Luckily, less than ideal produce, vegetable and fruit peels still have many other uses. Here are some suggestions, recipe ideas and hacks to embrace a no-waste approach in your kitchens. Let’s start with the obvious ones.
Make a Sabzi
Like the danthal or cauliflower stem sabzi, there are some other unusual things you could use to make a sabzi or a vegetable side dish that is usually sautéed and steamed. Summertime brings some beautiful melons to the produce aisles and if you live in a desert like climate like here in the UAE, you get local watermelons for most part of the year. The rind or white part of a watermelon, just under the green peel can be used to make a delicious juicy sabzi.
This watermelon rind sabzi tastes similar to vegetables from the gourd family but it does not lose its bite. This summer I made watermelon chhilka or rind sabzi with fennel, cumin and spices and devoured it with rotis.
Another unusual sabzi that I ate while growing up was made of boiled and sautéed green banana and its peels, and another one was made using peels of sweet peas or matar.
If you don’t want to try something new, trying chopping up these edible parts of the vegetable and add them to your dals, pav bhaji, soups, pasta sauces and the like. Beetroot greens go great in dals, if you are not a fan of dal palak like me. If beetroot greens are hard to find, try using other greens like amaranth ka saag, collard greens etc.
Try Pickling and Preserving
Pickling and preserving are timeless ways to extend the shelf life of most produce. Got over ripe fruits and berries lying around? Make a compote or jam. Bought too many crisp cucumbers at the farmers market? Make a quick refrigerator pickle or perhaps a lacto-fermented one.
Another thing I did with the abundant watermelon during the summer, is making a quick pickle with fennel and spices using the same watermelon rind.
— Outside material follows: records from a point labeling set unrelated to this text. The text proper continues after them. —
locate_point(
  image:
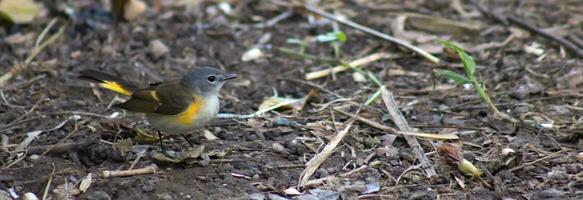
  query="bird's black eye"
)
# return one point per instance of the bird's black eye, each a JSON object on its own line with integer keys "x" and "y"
{"x": 212, "y": 79}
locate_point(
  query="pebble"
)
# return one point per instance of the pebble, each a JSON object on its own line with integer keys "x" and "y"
{"x": 158, "y": 48}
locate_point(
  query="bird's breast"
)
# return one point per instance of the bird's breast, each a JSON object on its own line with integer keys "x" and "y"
{"x": 199, "y": 113}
I adapted a watermelon rind pickle recipe by Alton Brown and within a few days, I was upgrading my grilled cheese and bombay sandwiches with these delicious pickles!
A common lacto-fermented pickle made during the winter and spring season, is the Gobhi-Gajar-Mooli-Shalgam ka Achaar. As the name suggests, this pickle uses cauliflower, seasonal red carrots, radish and winter turnips. Recipes vary from family to family and my uncle, known for his delicious version, also uses peels of sweet peas sometimes.
In fact, on the topic of cauliflower and its stems, Kanika suggested the danthal or stems would be great in a homemade kimchi too.
Make a Chutney, Dip or Pesto
A recent reel by Chef Shilarna Vaze or ChefChinuVaze, featured an interesting use for peels of ridge gourd. She combined the cooked peels of the gourd with jalapeno, cashews, more herbs and coconut milk to make a creamy dip. You can see her entertaining reel where she speaks entirely in Marathi here.
Coriander stems are often sadly discarded, when they are absolute flavor bombs. We add them to our green chutney and also sprinkle them over our curries as a garnish.
While it might not be right to classify pestos in the same category as chutneys, I think the similarity in technique warrants inclusion here. You can make pesto using carrot tops, fennel fronds and even parsley. There’s even a tried and tested Spinach Peanut pesto on our blog.
Use Fruit in New Ways
Like I mentioned above, using over ripe fruit to make compotes and jams at home is no biggie. But what about under-ripe fruit? Of course raw or green mangoes are abundantly used in chutneys and sabzis to lend sourness. But what about ripe mangoes that aren’t really sweet?
A no-waste hack for using less sweet ripe mangoes is to use them in this Ripe Mango curry. All you need to do is add a few pinches of jaggery to sweeten the curry slightly. Another way to use Pineapple is to make this delicious side of Pineapple Pachadi.
What about green mangoes that turn out to be sweet or ripe? Use those to make sweet Mango Chutneys by combining with other fruits. Last spring, my mom-in-law taught me a delicious coconut dal with raw mango and drumsticks.
I’ve saved the best for last ~ my maternal grandma used to make a delicious Apple Sabzi that I still sometimes make with granny- smith apples, no pun intended! The apple sabzi is spicy, tart and has just a touch of sweetness.